Ryder's goal, his seventh of the Stanley Cup Playoffs, was the second goal in Boston's 4-0 victory Wednesday night at TD Garden; a victory that evened this best-of-7 series at two games apiece.

It was also the goal that was the beginning of the end for Luongo, who was pulled after allowing 4 goals on 20 shots just 48 hours after allowing 8 goals in a Game 3 loss.

"Sami tried to block it and you know it was going high-glove and it dropped about three feet, so I don't know what else I could say about that," Luongo said. "You know, I mean I was out, I was challenging, I was ready and it just dropped.  Obviously, it's probably going to be viewed as a bad goal and I don't know what else to do on that play."

Aside from the fluke finish – which, as Ryder said, he'll take, it was one of the better executed goals by Boston in this series. It was a quick-strike transition goal that was so hard to come by in the two losses In

Vancouver.

Big defenseman Zdeno Chara started the play deep in his own end with an outlet pass to Tyler Seguin near the defensive blue line. Seguin, back in the lineup after being a healthy scratch in Game 3, took a quick look and saw Ryder breaking down the opposite wing. There, the offensive instincts that made him such a prolific scorer in junior kicked in for the rookie.
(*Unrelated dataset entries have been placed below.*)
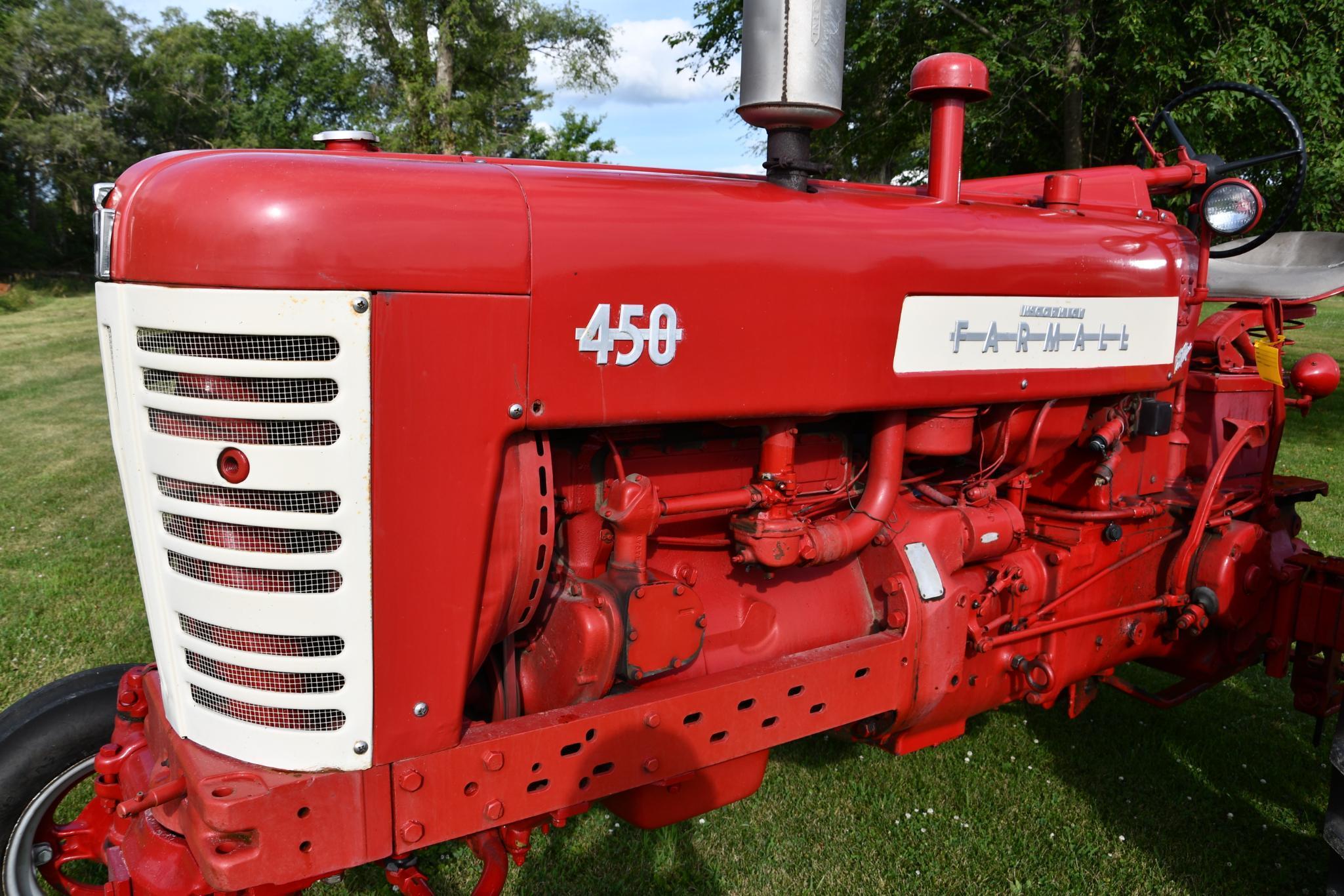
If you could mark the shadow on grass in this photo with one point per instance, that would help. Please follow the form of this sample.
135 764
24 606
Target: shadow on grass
1221 792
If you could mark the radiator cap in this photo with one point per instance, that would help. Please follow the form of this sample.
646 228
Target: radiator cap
348 140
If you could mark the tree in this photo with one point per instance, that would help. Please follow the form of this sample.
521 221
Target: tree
1067 73
64 71
461 70
234 79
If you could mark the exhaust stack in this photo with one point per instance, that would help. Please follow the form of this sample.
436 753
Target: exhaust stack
792 73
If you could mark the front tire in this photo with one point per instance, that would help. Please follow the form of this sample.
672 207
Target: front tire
49 741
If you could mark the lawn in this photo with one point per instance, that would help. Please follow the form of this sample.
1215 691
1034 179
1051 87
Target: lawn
1222 796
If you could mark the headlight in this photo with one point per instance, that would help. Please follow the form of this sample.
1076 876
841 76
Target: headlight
1231 206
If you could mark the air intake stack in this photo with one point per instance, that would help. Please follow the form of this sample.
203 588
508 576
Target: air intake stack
792 73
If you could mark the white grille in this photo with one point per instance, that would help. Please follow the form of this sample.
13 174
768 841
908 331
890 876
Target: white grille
239 346
266 679
269 716
275 645
253 578
252 499
241 388
243 432
251 538
261 615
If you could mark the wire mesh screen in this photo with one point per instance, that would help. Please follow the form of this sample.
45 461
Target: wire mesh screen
265 679
269 716
253 579
239 347
241 388
279 645
222 429
249 499
251 538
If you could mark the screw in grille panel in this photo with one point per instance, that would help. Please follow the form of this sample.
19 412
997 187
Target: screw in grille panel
253 579
221 429
251 538
265 679
241 388
249 499
269 716
277 645
238 347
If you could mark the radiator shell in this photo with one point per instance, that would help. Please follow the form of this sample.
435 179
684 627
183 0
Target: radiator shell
293 723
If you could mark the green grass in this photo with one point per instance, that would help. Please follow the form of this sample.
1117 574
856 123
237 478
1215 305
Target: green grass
1222 796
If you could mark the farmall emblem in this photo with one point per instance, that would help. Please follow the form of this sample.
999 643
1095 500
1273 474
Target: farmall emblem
1050 338
661 336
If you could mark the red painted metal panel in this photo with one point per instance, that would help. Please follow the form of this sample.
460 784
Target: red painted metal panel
440 429
750 268
544 762
272 219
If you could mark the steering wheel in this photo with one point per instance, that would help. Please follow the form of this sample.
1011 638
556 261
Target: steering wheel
1218 169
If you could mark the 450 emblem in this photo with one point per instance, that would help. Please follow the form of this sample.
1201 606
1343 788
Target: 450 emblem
661 336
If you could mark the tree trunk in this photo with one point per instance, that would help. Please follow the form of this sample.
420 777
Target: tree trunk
1074 94
444 82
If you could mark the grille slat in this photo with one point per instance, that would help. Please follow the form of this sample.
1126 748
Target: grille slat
255 579
249 499
266 679
238 347
251 538
276 645
241 388
269 716
243 432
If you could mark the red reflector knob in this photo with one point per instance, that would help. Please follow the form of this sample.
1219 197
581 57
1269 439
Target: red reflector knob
1316 375
233 465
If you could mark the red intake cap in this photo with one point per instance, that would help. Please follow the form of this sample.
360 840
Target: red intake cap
949 74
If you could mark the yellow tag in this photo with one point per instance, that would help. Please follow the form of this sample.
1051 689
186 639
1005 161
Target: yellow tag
1269 360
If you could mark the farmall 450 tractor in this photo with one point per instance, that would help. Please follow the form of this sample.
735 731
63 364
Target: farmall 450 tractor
471 492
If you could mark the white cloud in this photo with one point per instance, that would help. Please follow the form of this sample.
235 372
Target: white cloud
645 69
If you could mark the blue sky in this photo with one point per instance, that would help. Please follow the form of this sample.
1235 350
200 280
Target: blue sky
656 116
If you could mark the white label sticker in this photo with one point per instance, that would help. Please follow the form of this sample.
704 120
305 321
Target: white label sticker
1021 333
926 571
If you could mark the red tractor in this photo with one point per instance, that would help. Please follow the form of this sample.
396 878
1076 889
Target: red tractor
471 492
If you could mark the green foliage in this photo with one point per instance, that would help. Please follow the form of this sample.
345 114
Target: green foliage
1067 74
461 71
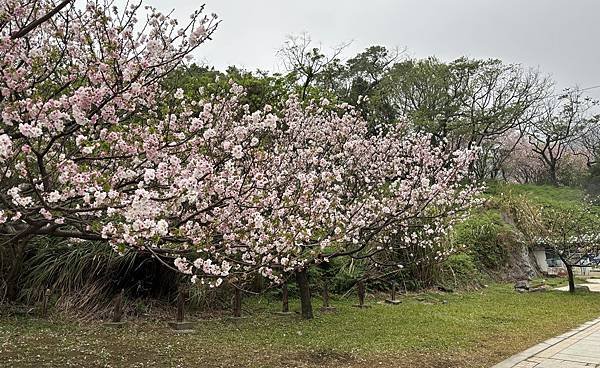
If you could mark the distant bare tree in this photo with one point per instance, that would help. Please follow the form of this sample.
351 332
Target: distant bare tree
563 125
301 56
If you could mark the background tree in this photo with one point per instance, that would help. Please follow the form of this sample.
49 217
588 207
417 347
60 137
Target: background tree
560 129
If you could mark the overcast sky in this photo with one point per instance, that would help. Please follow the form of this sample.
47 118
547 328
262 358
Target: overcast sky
561 37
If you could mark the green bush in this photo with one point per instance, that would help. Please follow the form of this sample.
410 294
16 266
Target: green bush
487 238
460 271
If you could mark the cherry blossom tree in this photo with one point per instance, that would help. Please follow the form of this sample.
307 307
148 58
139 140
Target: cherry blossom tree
94 147
79 93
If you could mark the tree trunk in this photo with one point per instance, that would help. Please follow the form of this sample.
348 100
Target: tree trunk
552 176
237 303
571 278
285 308
17 253
304 289
325 294
180 307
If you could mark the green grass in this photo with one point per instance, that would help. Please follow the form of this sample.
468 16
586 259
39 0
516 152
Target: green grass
472 329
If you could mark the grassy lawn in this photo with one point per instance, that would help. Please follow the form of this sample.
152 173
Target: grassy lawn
470 329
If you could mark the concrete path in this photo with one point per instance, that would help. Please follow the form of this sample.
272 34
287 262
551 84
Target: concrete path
575 349
592 284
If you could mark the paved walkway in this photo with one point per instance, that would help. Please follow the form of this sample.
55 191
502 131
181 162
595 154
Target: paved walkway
575 349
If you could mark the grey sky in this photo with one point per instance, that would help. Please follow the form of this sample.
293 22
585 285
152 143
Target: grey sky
558 36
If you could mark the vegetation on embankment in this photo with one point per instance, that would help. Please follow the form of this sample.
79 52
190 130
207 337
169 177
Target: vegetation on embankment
491 240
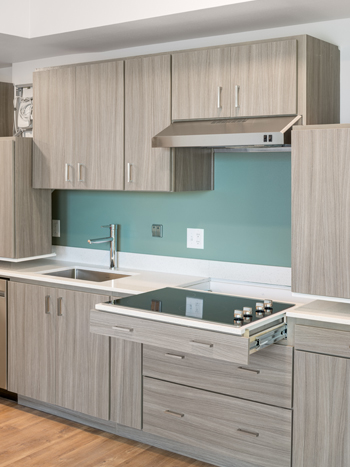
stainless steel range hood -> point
(226, 133)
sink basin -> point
(87, 275)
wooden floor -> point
(29, 438)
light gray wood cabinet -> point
(52, 355)
(79, 127)
(25, 212)
(274, 77)
(321, 435)
(320, 201)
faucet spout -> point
(112, 241)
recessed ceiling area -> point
(220, 20)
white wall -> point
(336, 32)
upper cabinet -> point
(79, 127)
(201, 84)
(297, 75)
(264, 79)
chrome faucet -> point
(113, 229)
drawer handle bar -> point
(205, 344)
(252, 433)
(176, 414)
(47, 304)
(172, 355)
(248, 369)
(121, 328)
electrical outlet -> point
(195, 238)
(56, 228)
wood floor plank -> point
(29, 438)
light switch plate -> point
(195, 238)
(56, 228)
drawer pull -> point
(176, 414)
(248, 369)
(252, 433)
(205, 344)
(121, 328)
(172, 355)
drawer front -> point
(267, 378)
(253, 433)
(321, 340)
(180, 338)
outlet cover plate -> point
(195, 238)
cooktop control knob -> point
(247, 311)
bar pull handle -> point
(203, 344)
(251, 433)
(237, 87)
(66, 177)
(176, 414)
(59, 306)
(219, 96)
(173, 355)
(122, 328)
(80, 179)
(249, 369)
(47, 304)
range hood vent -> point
(227, 133)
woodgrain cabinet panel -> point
(201, 85)
(321, 435)
(252, 434)
(320, 199)
(264, 79)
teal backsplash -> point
(246, 219)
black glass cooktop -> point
(204, 306)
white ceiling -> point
(250, 16)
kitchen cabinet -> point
(25, 212)
(321, 398)
(53, 357)
(320, 199)
(6, 109)
(79, 127)
(274, 77)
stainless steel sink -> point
(87, 275)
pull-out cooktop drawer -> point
(201, 342)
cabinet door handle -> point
(47, 305)
(80, 179)
(237, 87)
(173, 355)
(251, 433)
(121, 328)
(176, 414)
(249, 369)
(59, 306)
(203, 344)
(219, 96)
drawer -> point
(204, 343)
(253, 433)
(321, 340)
(267, 378)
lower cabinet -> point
(321, 435)
(52, 355)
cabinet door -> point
(264, 79)
(99, 161)
(31, 341)
(201, 84)
(147, 112)
(321, 411)
(320, 203)
(82, 359)
(7, 199)
(54, 128)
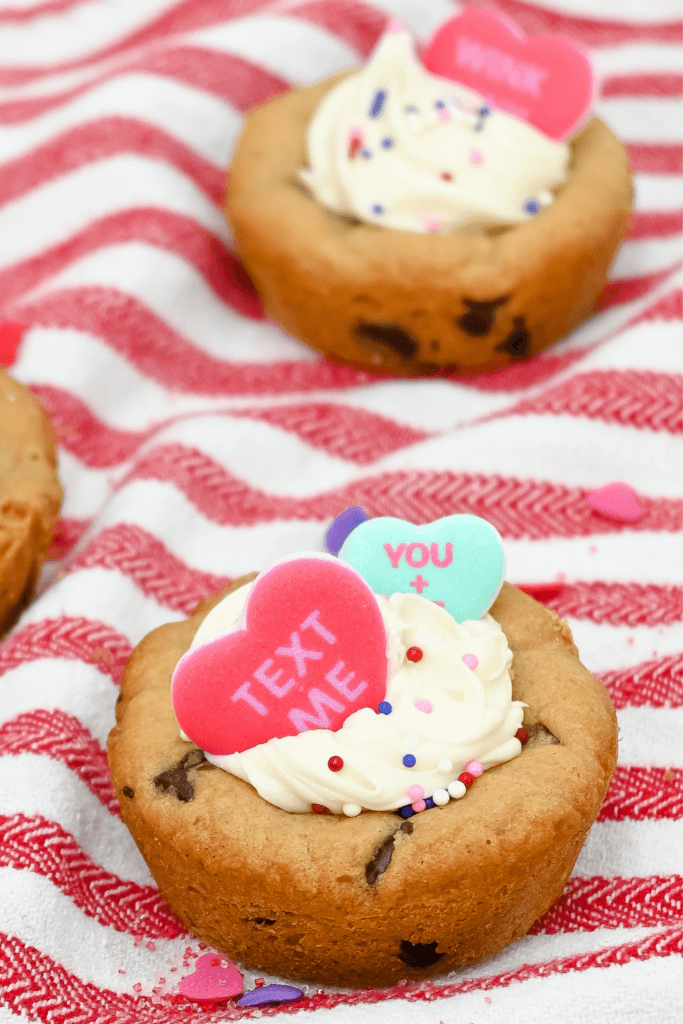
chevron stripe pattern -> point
(199, 441)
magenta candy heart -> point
(215, 978)
(546, 80)
(616, 501)
(310, 650)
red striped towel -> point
(198, 441)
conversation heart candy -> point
(342, 525)
(457, 561)
(545, 80)
(308, 651)
(616, 501)
(214, 978)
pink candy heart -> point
(616, 501)
(546, 80)
(215, 978)
(310, 652)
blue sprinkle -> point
(377, 103)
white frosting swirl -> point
(395, 145)
(472, 717)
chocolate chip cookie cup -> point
(397, 302)
(368, 900)
(30, 496)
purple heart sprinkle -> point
(344, 524)
(270, 993)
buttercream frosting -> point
(397, 146)
(452, 708)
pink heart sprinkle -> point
(214, 978)
(616, 501)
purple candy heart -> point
(270, 993)
(344, 524)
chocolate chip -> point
(419, 954)
(176, 780)
(539, 735)
(478, 318)
(381, 858)
(516, 343)
(387, 334)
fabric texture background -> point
(198, 442)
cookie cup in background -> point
(368, 900)
(30, 496)
(399, 302)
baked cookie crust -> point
(403, 303)
(30, 496)
(369, 900)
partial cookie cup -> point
(368, 900)
(398, 302)
(30, 496)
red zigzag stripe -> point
(61, 737)
(98, 139)
(53, 993)
(638, 794)
(631, 397)
(75, 638)
(148, 344)
(40, 846)
(342, 431)
(187, 15)
(159, 352)
(657, 683)
(144, 559)
(516, 508)
(171, 231)
(597, 902)
(621, 603)
(131, 550)
(223, 75)
(536, 19)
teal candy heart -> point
(456, 561)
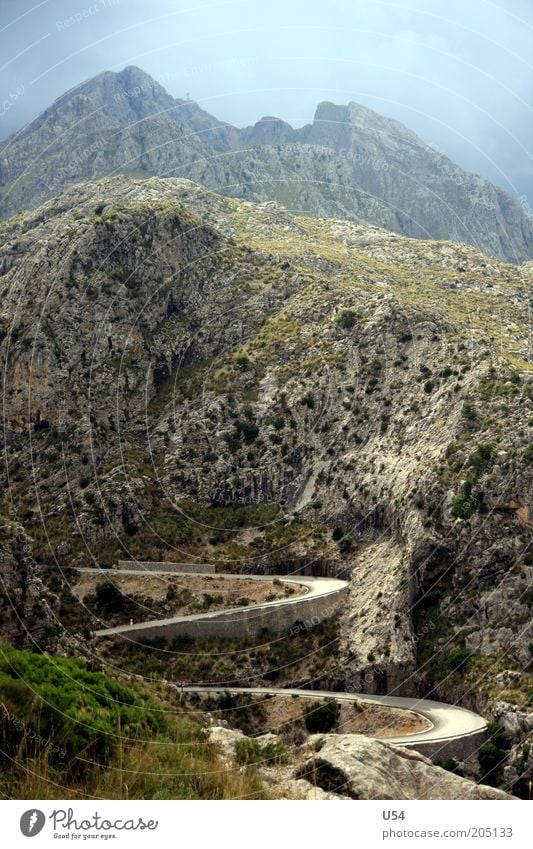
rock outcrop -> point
(361, 768)
(199, 377)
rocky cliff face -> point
(27, 617)
(350, 163)
(190, 374)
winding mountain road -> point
(454, 731)
(449, 723)
(311, 590)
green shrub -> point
(109, 598)
(347, 319)
(252, 751)
(491, 760)
(322, 717)
(57, 705)
(481, 458)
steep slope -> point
(194, 376)
(349, 163)
(437, 198)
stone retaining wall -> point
(177, 568)
(299, 614)
(461, 748)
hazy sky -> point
(458, 72)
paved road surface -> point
(309, 588)
(448, 722)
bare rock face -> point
(378, 638)
(361, 768)
(26, 617)
(170, 351)
(349, 163)
(517, 730)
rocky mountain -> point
(349, 163)
(190, 375)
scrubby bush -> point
(252, 751)
(322, 717)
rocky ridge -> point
(350, 163)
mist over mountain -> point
(349, 163)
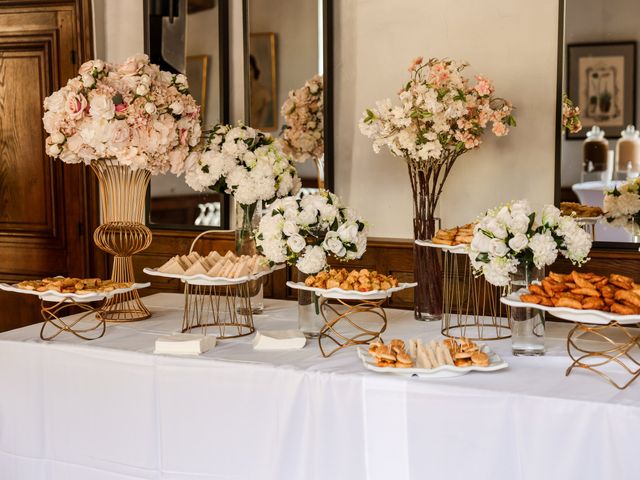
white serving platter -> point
(443, 371)
(53, 296)
(339, 293)
(459, 249)
(594, 317)
(205, 280)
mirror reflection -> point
(285, 55)
(600, 58)
(172, 201)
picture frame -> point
(263, 86)
(601, 81)
(197, 68)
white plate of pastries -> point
(55, 289)
(351, 285)
(214, 269)
(441, 358)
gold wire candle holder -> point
(122, 233)
(472, 307)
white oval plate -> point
(339, 293)
(594, 317)
(459, 249)
(443, 371)
(205, 280)
(51, 296)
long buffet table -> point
(112, 410)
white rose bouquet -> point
(243, 162)
(304, 231)
(622, 206)
(303, 134)
(132, 113)
(515, 235)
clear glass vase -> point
(310, 320)
(247, 221)
(527, 324)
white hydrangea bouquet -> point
(622, 206)
(133, 113)
(515, 234)
(303, 231)
(303, 134)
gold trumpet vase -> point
(122, 233)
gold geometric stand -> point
(52, 318)
(349, 324)
(471, 305)
(619, 354)
(226, 308)
(123, 233)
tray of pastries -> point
(583, 297)
(214, 269)
(351, 285)
(580, 211)
(449, 357)
(77, 289)
(455, 240)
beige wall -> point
(512, 42)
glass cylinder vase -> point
(527, 324)
(247, 221)
(310, 320)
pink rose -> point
(75, 105)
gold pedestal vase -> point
(122, 233)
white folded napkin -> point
(279, 340)
(184, 344)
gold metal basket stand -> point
(225, 308)
(622, 355)
(472, 307)
(54, 314)
(122, 233)
(350, 322)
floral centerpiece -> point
(303, 232)
(134, 113)
(514, 236)
(247, 164)
(303, 133)
(622, 206)
(440, 116)
(570, 115)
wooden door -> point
(42, 201)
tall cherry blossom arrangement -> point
(133, 113)
(440, 116)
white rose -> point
(150, 108)
(296, 243)
(142, 89)
(101, 106)
(519, 242)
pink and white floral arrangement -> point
(515, 234)
(133, 113)
(303, 232)
(303, 134)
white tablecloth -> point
(111, 410)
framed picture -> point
(197, 66)
(263, 91)
(602, 82)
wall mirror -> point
(191, 37)
(598, 65)
(287, 42)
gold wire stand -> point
(342, 327)
(123, 233)
(226, 308)
(618, 354)
(472, 307)
(53, 317)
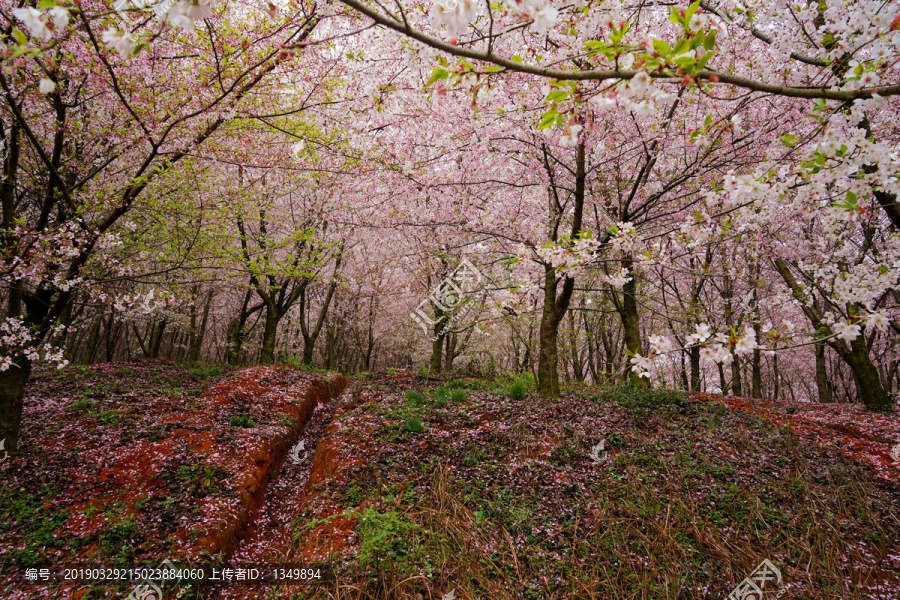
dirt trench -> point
(266, 537)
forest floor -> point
(445, 489)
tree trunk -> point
(93, 341)
(695, 369)
(775, 373)
(548, 377)
(736, 388)
(270, 333)
(822, 383)
(631, 323)
(198, 332)
(856, 355)
(156, 338)
(452, 340)
(12, 388)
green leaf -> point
(661, 47)
(681, 47)
(438, 73)
(691, 10)
(556, 96)
(547, 119)
(676, 17)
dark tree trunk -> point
(695, 369)
(199, 331)
(93, 341)
(548, 375)
(270, 334)
(855, 355)
(12, 388)
(822, 383)
(736, 388)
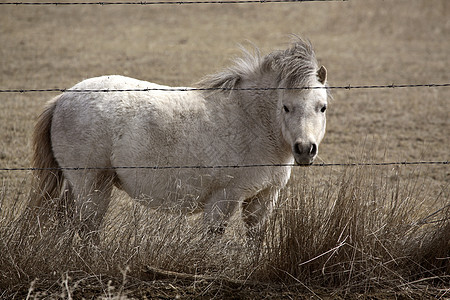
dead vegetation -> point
(378, 232)
(367, 232)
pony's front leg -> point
(218, 209)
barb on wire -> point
(233, 166)
(188, 89)
(105, 3)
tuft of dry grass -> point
(368, 231)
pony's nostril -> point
(305, 149)
(313, 150)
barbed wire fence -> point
(143, 3)
(188, 89)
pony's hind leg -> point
(92, 193)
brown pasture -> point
(361, 42)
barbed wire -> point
(189, 89)
(403, 163)
(107, 3)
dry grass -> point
(341, 232)
(364, 233)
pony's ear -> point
(322, 75)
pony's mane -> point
(293, 67)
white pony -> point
(231, 119)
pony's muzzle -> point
(305, 153)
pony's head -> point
(299, 97)
(302, 99)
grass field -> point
(338, 233)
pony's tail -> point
(48, 177)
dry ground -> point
(360, 42)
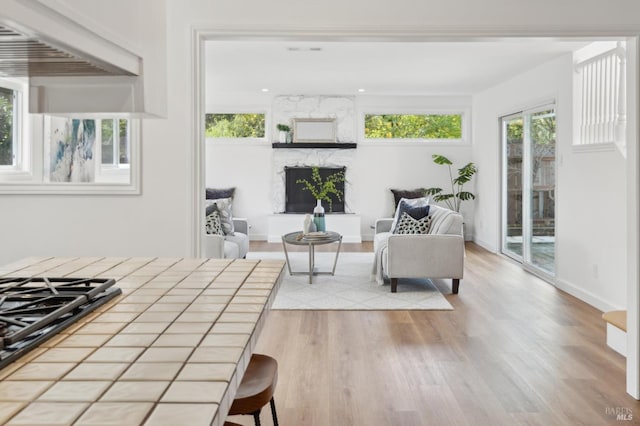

"When I had it on my stick, it was wobbling a bit and I just tried to lead him," Seguin said. "It wasn't going to be the perfect pass, I knew that, but he handled it."

It was actually the imperfectness of Seguin's pass that might have made the play as it slowed Ryder down a bit and allowed him more time to contemplate his options.

"I didn't have much speed because the puck was just rolling," Ryder said. "I just wanted to get a shot on net."

But, he still had the problem of Salo standing between him and Luongo.

So, Ryder, a former 30-goal scorer, dug into the bag of tricks employed by all natural goal-scorers and used his obstacle as an advantage.

"I knew he was going to come at me a bit and I just wanted to pull it in and get a shot off and I think it hit his stick and it managed to go in for me," Ryder said.

As a result, the Bruins managed to take a second-straight must-win game to even the series. Now, Game 5 looms and the Bruins are riding a 12-1 run in goals in the past two games and have Luongo fighting a crisis of confidence.

As Ryder said earlier, the Bruins will take that.